Preface: SpaceNet LLC is a nonprofit organization dedicated to accelerating open source, artificial intelligence applied research for geospatial applications, specifically foundational mapping (i.e. building footprint & road network detection). SpaceNet is run in collaboration with CosmiQ Works, Maxar Technologies, Intel AI, Amazon Web Services (AWS), Capella Space, Topcoder, and IEEE GRSS.
The SpaceNet 6 Challenge is the first multimodal SpaceNet challenge, inviting participants to work with optical imagery as well as synthetic aperture radar imagery to design a foundational mapping algorithm. This post describes a newly-released baseline algorithm, which could be used as an example or starting point for SpaceNet 6 participants.
The goal of the challenge is to produce an algorithm that takes a synthetic aperture radar (SAR) image and returns a list of building footprints (i.e., outlines), expressed as vector polygons instead of just pixel maps. To enable supervised learning methods such as deep learning, training data has been provided. The training data includes tiles of SAR imagery, along with the corresponding building footprints for each tile. The training data also includes optical imagery of those same tiles. Although it’s possible to train a SAR→footprint algorithm without using the optical data at all, having it available builds intuition and opens up additional possibilities for how to approach this problem.

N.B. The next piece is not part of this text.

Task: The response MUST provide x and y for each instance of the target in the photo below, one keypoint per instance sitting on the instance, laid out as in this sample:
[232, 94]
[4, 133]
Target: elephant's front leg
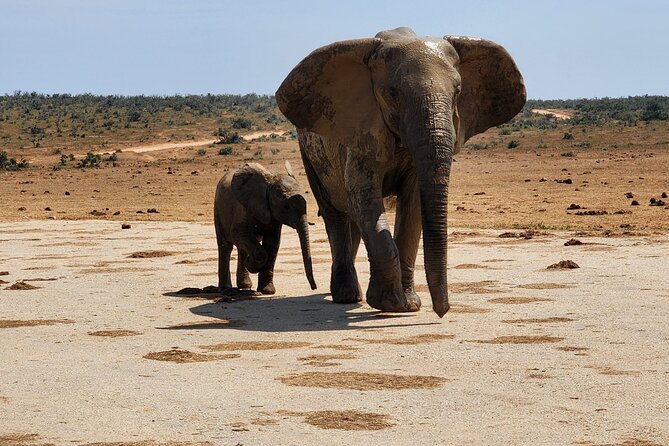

The baseline algorithm presented here is built using Solaris, an end-to-end Python framework for geospatial deep learning. The code for this baseline can be found on CosmiQ’s Github under “CosmiQ_SN6_Baseline.” In some ways this baseline draws on the baseline and winning submission from SpaceNet 4. However, it also has features that are specific to the new dataset. SAR imagery is affected by the direction from which the data was collected (through effects such as layover). Therefore, the baseline rotates tiles so the model is trained on SAR images of matching directionality. Also, the baseline takes advantage of the optical imagery through transfer learning. Training the model on the optical imagery first and the SAR imagery second leads to higher performance than training the model on the SAR imagery alone. Lastly, since small buildings (<20m²) are not used for evaluation, they are removed from the training data. This baseline earns a SpaceNet metric score of just above 0.2, and we look forward to seeing challenge participants improve on that score by trying a variety of techniques.
At the heart of the baseline algorithm is a neural network, trained to take an image and return a pixel segmentation map. The neural net used here is a U-Net with a VGG-11 encoder. This architecture, also called a TernausNet, is the same one used for the SpaceNet 4 baseline. The only difference here is that the neural network takes four-band images as input. That’s because our quad-pol SAR imagery contains four polarization channels.
To make transfer learning as simple as possible, the pan-sharpened RGB optical imagery is converted into four-channel images so it can be treated as ersatz SAR imagery. (Red is used for the HH polarization, green for VV, and blue for both HV and VH.) That way, the model can be trained on the optical and then the SAR with no swapping out of layers required.
Training is done for 150 epochs on optical imagery followed by 50 epochs on SAR imagery. Optical imagery is augmented by random rotations of 0, 90, 180, or 270 degrees, but no such augmentation is done with the SAR data because of the directionality mentioned above. About 1/5 of the training data is set aside for validation, with this data being drawn from the easternmost part of the training data region. Instead of just using the model weights after the final epoch, the model weights that result in the highest performance on the validation data are used. Because the model is susceptible to overtraining with this data, the “best” version sometimes comes well before the final epoch.
Training is done with an AdamW optimizer. Model performance is evaluated using a loss function that combines Dice and focal loss, with the latter being given ten times the weight of the former. This choice of optimizer and loss function is based on the winning SpaceNet 4 algorithm. Training is completed in about ten hours on 4 Titan Xp GPUs; testing in about half an hour.
It should be emphasized that there are many ways to approach this challenge, with the given baseline providing only one such approach. For example, a completely different way to use the optical data is to train a deep learning model to convert SAR images to optical-style images (see here and here), effectively turning a SAR→footprint task into an optical→footprint task.
Using the SpaceNet metric, the baseline model achieves a score of 0.21±.02 for the SpaceNet 6 Challenge. If transfer learning with optical data is not used, the score drops to 0.135±.002. If transfer learning is not used and furthermore the SAR imagery is augmented with random rotation (thereby failing to respect directionality), the scores sinks slightly lower to 0.12±.03. During training, the lowest loss when training on optical data was almost three times smaller than the lowest loss training on SAR, suggesting that interpreting SAR is a fundamentally harder problem than optical imagery, at least when the optical imagery is nearly on-nadir. Several years ago, the baseline for the very first SpaceNet challenge, which concerned finding building footprints from optical imagery, clocked in at a score of 0.21, roughly equal to the current baseline for SAR. The results of that first challenge, and subsequent building footprint challenges with optical data, saw ever-increasing performance. If this trend holds true for the realm of SAR, then achievable performance may far exceed what’s shown in this baseline.